American workers do good work. Hand-in-hand with thoughtful - if sometimes difficult -capitalists, they built this nation into the strongest and most advanced on the face of the earth.
J.D. Power and Associates, the California-based automotive research firm, says that in 1987, not one American nameplate finished in Powers' Top 10, a list of cars with the fewest problems. Last year, three American models battled their way onto the list - and two Japanese manufacturers fell off.
American workers are a ready, willing and able army, prepared to join battle in the global economy. But until they get some generals who take their eyes off their paychecks and stock options, the fray cannot be effectively joined.
Ernest R. Grecco
The writer is president of the Metropolitan Baltimore Council of AFL-CIO Unions.
A rich return
This is in regard to your editorial "Sand and Taxes" (Evening Sun, Feb. 5). In this article, you show an appalling lack of insight into the problems and benefits of the beach replenishment project at Ocean City.
You say that the state will want to bear less and less of its share of the burden ($1 million annually), and that Worcester County residents should pay more. You also say that we will have to come up with a plan that puts more of a burden on those who directly benefit.
I am asking you who more directly benefits from the $85 million in tax revenue generated annually in Ocean City than the state of Maryland? Do you know any sane investor who would not invest $1 million in return for a proven return of $85 million?
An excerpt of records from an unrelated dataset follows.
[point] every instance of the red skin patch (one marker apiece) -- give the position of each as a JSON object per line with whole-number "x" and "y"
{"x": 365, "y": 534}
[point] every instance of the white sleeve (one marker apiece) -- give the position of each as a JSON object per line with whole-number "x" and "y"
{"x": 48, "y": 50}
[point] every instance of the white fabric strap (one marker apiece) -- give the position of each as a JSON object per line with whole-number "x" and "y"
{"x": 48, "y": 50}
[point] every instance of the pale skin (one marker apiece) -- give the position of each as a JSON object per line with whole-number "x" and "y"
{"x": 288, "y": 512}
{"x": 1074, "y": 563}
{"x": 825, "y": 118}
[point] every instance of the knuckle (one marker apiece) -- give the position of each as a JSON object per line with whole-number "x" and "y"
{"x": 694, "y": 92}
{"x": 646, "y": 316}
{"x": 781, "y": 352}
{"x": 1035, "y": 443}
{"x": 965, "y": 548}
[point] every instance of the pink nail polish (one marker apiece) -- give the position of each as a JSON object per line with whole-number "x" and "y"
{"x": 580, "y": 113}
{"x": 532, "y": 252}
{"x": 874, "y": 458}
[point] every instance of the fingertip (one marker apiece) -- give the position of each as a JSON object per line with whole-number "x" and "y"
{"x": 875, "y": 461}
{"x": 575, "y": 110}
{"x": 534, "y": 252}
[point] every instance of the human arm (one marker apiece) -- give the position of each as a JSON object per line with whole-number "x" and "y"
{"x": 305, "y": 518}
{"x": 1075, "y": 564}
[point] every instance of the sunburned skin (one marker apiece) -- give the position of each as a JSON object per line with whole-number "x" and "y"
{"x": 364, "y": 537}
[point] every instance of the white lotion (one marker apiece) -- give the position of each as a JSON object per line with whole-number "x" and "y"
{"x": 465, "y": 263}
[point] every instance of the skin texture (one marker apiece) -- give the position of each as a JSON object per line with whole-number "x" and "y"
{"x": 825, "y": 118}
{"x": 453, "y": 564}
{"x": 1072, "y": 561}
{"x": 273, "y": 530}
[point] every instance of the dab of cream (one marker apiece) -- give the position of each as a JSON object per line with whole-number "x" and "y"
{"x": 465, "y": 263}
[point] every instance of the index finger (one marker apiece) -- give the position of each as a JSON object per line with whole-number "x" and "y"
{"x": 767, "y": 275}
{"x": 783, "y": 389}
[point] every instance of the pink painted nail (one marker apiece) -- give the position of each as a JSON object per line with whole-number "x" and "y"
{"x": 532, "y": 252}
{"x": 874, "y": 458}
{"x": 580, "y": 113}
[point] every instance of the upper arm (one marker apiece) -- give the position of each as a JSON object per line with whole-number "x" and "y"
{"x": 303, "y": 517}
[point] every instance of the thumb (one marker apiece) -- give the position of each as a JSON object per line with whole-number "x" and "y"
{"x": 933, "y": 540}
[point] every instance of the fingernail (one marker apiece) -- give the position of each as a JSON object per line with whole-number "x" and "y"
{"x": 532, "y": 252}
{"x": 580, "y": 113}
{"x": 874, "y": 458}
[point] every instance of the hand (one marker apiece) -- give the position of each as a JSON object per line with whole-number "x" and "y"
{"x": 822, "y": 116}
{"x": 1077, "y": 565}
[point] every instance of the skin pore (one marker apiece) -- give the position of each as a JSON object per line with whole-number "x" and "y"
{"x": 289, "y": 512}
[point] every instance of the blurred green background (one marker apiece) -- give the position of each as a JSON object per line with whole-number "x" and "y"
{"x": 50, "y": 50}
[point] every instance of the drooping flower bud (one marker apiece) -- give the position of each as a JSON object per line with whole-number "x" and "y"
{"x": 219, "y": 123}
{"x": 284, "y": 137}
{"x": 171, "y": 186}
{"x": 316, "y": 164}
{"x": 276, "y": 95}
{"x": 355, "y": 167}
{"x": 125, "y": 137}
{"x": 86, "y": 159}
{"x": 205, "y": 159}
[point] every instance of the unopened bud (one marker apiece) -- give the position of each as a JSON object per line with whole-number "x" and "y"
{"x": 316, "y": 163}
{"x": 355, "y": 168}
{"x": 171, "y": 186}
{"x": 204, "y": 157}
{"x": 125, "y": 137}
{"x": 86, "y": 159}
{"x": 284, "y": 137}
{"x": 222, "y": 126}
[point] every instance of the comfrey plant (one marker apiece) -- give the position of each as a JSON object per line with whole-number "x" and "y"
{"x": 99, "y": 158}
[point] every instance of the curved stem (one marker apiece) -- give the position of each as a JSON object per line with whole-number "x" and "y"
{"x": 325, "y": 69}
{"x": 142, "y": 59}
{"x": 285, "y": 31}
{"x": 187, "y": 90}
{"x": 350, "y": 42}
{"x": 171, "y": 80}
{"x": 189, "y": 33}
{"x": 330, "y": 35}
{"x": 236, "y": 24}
The property owners in Ocean City are not making a killing by any means. Real estate prices have been flat for years now, thanks to Reaganomics. There is no real financial gain to be made by buying and maintaining a rental property in Ocean City, but many of us are doing it on a middle-class income because we have hope for the future.
Another thing you don't seem to realize is that most of Ocean City property owners do not live in Worcester County. Why penalize these people, many of them retirees, for acts of nature? Ocean City property owners come from all over this state and many surrounding states.
Finally, where will all the people from Maryland and all the surrounding states go to spend their vacation dollar if we so shortsightedly allow Ocean City to become uninhabitable? How will we answer to future generations when they ask why we do not still have one of the finest, cleanest family-style beaches in this country?
Mary L. Kunes
Split the difference
I have noticed that slowly but surely you are combining the morning and evening papers. The Accent section of The Evening Sun may look like the old Evening Sun, but the print reads morning.
I have always read The Evening Sun (and will continue to as long as you let me) and always despised the morning paper. Why prolong this agony to faithful Evening Sun readers? Just combine the two once and for all and call it "The Midday Sun"!
Baltimore County has canceled season-ending tournaments for some Lutherville-Timonium Recreation Council teams. This monumental cost-cutting measure saves the county the cost of opening the recreation center and the cost of a part-time county employee - about $20 per tournament day.
For a fraction of the cost of the county executive's lunches during his trip abroad, our kids could have had these tournaments. This incident indicates that county government has become callous to the needs of its people by making cuts for the purpose of making cuts and not by communicating with the people.
The writer is on the Lutherville-Timonium Recreation Council 1/2 Basketball Advisory Board.